Appalachian Sustainable Agriculture Project (ASAP) returns in 2021 with 13 returning and nine new farms set to participate in the tour that’s scheduled for noon to 5 p.m., Sept. 18–19.

The farms showcase the diversity of agriculture in the region, offering everything from berries to livestock, vineyards to creameries and fiber to flowers, and all are located within an hour of Asheville.

Tourgoers can experience working farms through guided and self-guided tours, demonstrations, interacting with farm animals, u-pick produce and flowers, local food tastings and more. The tour is appropriate for attendees of all ages and abilities.

The Farm Tour features five clusters to help visitors maximize their time at farms. Tourgoers should plan to visit two to four farms each day, spending at least an hour at each. Farm Tour guides, including a map, driving directions, tour tips and farm descriptions will be available at ASAP and around the community, as well as online by mid-August.

Barnardsville Cluster

(Bullets signify new farm participants.)

  • Burley Stick Farm, Barnardsville
  • Barn Blossom, Barnardsville

Good Fibrations Angora Goats, Barnardsville

Fairview/Fletcher Cluster

Flying Cloud Farm, Fairview

Hickory Nut Gap Farm, Fairvew

  • Cane Creek Valley Farm, Fletcher
  • Raspberry Fields, Fletcher

West Cluster

Smoking J’s Fiery Foods, Candler

Sustainabillies/Two Trees Farm, Canton

The Ten Acre Garden, Canton

  • Smoky Mountain Mangalitsa, Waynesville

Leicester Cluster

  • Mount Gilead Farm, Leicester

Long Branch Environmental Education Center, Leicester

Addison Farms Vineyard, Leicester

Farm Retreat/Farmhouse Beef, Marshall

  • SAHC Community Farm: Blazing Star Flowers and Lunar Whale Herbs, Alexander

Henderson/Transylvania Cluster

North River Farms, Mills River

Holly Spring Farm, Mills River

  • Pope Farms/Packa’s Place, Horse Shoe

Sideways Farm & Brewery, Etowah

  • Clem’s Organic Gardens, Pisgah Forest

“It can be overwhelming to decide which farms to visit, so we recommend using the guide or website in advance to find farms that match your interests,” said Sarah Hart, ASAP communications manager. “For instance, some farms offer special kids activities or play spaces; some have hiking trails; many offer expertise on specific types of farming; several offer meals; and at a few you even can relax with beverages produced from the farm.”

“The ASAP Farm Tour gives us a chance to share our passion with others committed to a sustainable future,” said Sustainabillies/Two Trees Farm owner Sara Martin. “Showing people the joys of working the land and eating fresh food creates a community. We are truly happiest when we have our feet in the soil, sharing skills to make agriculture more accessible to others. Come share our dream.”
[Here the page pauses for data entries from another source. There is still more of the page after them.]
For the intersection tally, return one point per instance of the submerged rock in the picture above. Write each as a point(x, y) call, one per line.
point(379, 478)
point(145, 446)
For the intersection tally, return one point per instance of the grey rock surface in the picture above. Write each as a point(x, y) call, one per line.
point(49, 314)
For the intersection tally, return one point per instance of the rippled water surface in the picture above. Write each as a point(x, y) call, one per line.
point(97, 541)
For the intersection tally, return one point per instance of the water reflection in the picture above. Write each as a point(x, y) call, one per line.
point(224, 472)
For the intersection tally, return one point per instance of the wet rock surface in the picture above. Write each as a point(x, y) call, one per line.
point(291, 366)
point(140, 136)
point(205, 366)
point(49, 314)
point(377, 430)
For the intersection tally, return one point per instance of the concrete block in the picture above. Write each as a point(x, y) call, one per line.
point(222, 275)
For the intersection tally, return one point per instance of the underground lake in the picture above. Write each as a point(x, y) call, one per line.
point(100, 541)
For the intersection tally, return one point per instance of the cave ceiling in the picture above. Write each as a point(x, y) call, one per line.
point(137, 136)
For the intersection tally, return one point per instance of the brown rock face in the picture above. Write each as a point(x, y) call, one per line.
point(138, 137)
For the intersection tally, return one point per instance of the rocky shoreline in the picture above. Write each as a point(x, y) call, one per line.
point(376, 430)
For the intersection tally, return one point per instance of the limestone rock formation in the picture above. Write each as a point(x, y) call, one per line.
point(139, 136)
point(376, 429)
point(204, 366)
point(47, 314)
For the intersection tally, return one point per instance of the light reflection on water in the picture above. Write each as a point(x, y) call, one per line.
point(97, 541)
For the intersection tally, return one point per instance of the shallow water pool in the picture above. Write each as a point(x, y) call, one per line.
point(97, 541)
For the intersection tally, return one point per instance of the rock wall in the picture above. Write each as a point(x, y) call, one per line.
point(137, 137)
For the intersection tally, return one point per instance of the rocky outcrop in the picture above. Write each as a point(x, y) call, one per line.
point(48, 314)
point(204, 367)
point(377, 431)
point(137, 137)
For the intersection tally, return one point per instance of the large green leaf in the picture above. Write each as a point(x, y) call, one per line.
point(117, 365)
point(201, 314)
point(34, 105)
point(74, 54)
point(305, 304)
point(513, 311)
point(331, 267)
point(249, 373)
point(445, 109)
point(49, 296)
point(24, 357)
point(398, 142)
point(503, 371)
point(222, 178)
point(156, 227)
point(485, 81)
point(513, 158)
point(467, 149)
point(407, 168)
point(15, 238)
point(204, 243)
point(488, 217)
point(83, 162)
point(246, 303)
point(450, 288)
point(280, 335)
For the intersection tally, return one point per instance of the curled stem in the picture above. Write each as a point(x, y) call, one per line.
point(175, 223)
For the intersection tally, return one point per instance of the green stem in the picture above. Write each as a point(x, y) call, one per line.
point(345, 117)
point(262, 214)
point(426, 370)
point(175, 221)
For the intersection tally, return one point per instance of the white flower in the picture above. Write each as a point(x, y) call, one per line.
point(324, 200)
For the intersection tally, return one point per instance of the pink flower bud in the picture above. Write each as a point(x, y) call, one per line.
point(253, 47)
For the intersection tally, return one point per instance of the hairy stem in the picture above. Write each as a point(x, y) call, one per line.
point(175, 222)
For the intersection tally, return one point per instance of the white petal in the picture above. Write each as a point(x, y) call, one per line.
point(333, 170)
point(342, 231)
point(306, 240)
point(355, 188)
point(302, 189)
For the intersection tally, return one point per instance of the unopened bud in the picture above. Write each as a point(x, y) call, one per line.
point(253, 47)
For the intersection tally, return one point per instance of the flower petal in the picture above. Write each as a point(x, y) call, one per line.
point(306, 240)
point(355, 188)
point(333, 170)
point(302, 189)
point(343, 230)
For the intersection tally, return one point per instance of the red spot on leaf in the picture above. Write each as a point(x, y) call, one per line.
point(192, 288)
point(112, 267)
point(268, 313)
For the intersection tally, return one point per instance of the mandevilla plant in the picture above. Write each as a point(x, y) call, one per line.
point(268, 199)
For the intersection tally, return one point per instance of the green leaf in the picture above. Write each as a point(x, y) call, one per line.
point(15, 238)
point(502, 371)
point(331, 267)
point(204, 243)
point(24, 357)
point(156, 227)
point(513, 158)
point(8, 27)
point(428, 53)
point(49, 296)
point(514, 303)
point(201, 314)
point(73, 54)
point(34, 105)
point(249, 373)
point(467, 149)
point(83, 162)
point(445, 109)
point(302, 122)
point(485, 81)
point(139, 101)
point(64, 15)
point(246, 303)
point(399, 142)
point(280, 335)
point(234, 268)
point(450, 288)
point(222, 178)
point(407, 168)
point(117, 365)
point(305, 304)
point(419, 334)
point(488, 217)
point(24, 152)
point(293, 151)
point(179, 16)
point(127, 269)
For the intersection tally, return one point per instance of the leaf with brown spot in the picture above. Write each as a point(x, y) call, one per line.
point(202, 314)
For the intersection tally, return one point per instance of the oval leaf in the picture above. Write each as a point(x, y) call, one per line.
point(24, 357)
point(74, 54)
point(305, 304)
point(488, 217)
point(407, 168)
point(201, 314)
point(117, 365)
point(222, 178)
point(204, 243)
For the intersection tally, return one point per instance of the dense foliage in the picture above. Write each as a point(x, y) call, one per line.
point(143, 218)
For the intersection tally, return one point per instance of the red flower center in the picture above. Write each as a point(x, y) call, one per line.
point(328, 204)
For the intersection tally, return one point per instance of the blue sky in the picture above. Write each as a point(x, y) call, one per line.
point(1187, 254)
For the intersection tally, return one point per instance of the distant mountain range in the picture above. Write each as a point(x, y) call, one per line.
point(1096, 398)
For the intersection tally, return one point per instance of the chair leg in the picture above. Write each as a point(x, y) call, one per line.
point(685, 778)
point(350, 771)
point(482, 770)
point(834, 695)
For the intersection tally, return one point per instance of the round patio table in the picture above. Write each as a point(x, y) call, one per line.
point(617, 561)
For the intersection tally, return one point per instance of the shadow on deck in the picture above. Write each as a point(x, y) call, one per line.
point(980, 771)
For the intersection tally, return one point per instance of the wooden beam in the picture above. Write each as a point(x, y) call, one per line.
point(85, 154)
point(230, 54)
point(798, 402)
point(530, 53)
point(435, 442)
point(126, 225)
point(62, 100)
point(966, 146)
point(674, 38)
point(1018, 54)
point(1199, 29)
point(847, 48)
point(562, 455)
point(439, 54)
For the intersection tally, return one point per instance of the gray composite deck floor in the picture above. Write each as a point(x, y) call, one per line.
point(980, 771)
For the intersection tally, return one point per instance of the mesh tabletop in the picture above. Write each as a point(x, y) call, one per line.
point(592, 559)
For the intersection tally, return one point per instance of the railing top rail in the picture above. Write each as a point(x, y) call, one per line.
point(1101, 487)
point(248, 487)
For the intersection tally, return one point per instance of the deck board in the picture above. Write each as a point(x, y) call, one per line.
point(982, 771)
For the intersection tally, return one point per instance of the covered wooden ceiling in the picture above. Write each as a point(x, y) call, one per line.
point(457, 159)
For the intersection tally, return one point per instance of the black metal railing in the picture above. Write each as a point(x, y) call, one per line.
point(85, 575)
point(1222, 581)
Advance passes are on sale now for $35 at asapconnections.org/farmtour. One pass admits a carload of visitors to all farms both days. Pending availability, passes purchased the weekend of the tour will be $45. Volunteers who work one day of the tour, welcoming visitors at participating farms, may tour for free on the other day. Sign up to volunteer at asapconnections.org/farmtour.

The Farm Tour is primarily an outdoor event and will follow current state guidelines to prevent the spread of COVID-19. Hand-washing facilities or hand sanitizer will be available at all farms. Visitors who are not vaccinated should wear a mask and maintain social distancing while on the tour.